DPR-RI Minta Kritik Konstruktif Masyarakat

Jakarta, SULUTREVIEW – Sebagai representasi rakyat, DPR-RI meminta kritik yang ditujukan bersifat konstruktif.

Mengingat selama ini, DPR sering medapat kritik masyarakat terkait kinerja di bidang legislasi, pengawasan dan anggaran.

“Hal itu adalah wajar, karena masyarakat khususnya LSM belum memahami tugas dan fungsi dewan yang sebenarnya. Tapi DPR minta kritik itu yang proporsional,” kata Wakil Ketua DPR RI Taufik Kurniawan dan Fahri Hamzah dalam diskusi ‘Refleksi 72 Tahun DPR RI’ di Kompleks Parlemen, Senayan Jakarta, Selasa (29/8).

Menurutnya seiring dengan kemajuan teknologi informasi saat ini maka membangun demokrasi yang maju membutuhkan sarana dan prasarana yang memadai untuk mendukung kemajuan itu sendiri. Namun, itu selalu dikaitkan dengan politik.

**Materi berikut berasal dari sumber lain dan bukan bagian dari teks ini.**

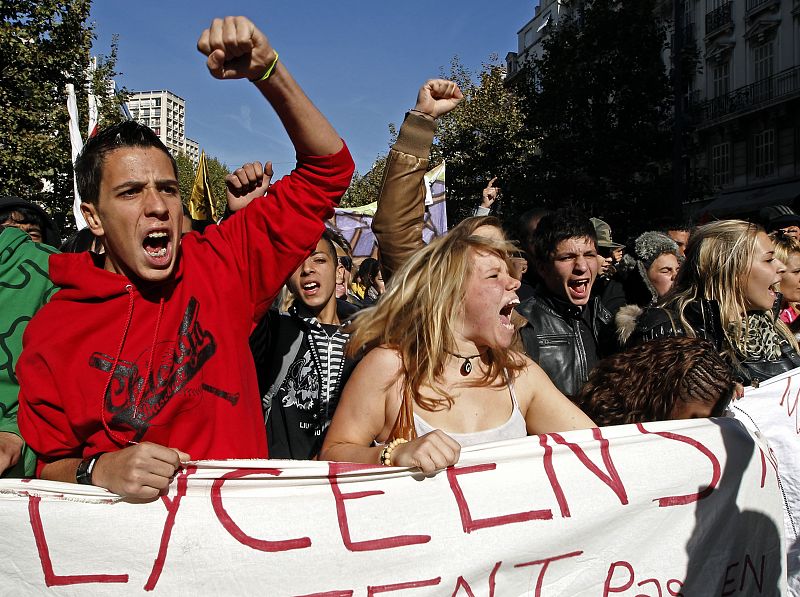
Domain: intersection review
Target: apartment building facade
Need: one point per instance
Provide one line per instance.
(165, 113)
(529, 39)
(742, 99)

“DPR tak bisa menyalahkan masyarakat. Tapi, dalam 72 tahun DPR ini mari bersama-sama membangun DPR menuju kedewasaan demokrasi dengan kritikan konstruktif, ” ujar Waketum PAN itu.

Ke depan, mana yang menjadi isu politik, dan mana yang teknis yang bukan menjadi urusan DPR RI. Seperti halnya soal keuangan itu menjadi tanggungjawab kuasa pengguna anggaran, yaitu di pemerintah. Bukan DPR, ungkapnya. “Kuasa anggaran itu sepenuhnya ada di eksekutif. Bukan DPR,” tukasnya.

Sementara itu, Wakil Ketua DPR RI, Fahri Hamzah berkilah karena tradisi politik Indonesia bukan daulat rakyat, tapi daulat kerajaan. “Federasi, kesultanan, dan yang dipertuan agung seperti Malaysia. Dan, Indonesia tak mengambil sistem kesultanan itu, tapi demokrasi Pancasila,” ungkapnya.

Bahkan kata Fahri, Indonesia pernah mengambil demokrasi liberal, presidensialisme sehingga posisi rakyat lemah dan eksekutif lebih dominan. “Kalau mau blak-blakan, eksekutif itu absolut karena mereka ini mengendalikan uang negara secara 100 %,” sebutnya.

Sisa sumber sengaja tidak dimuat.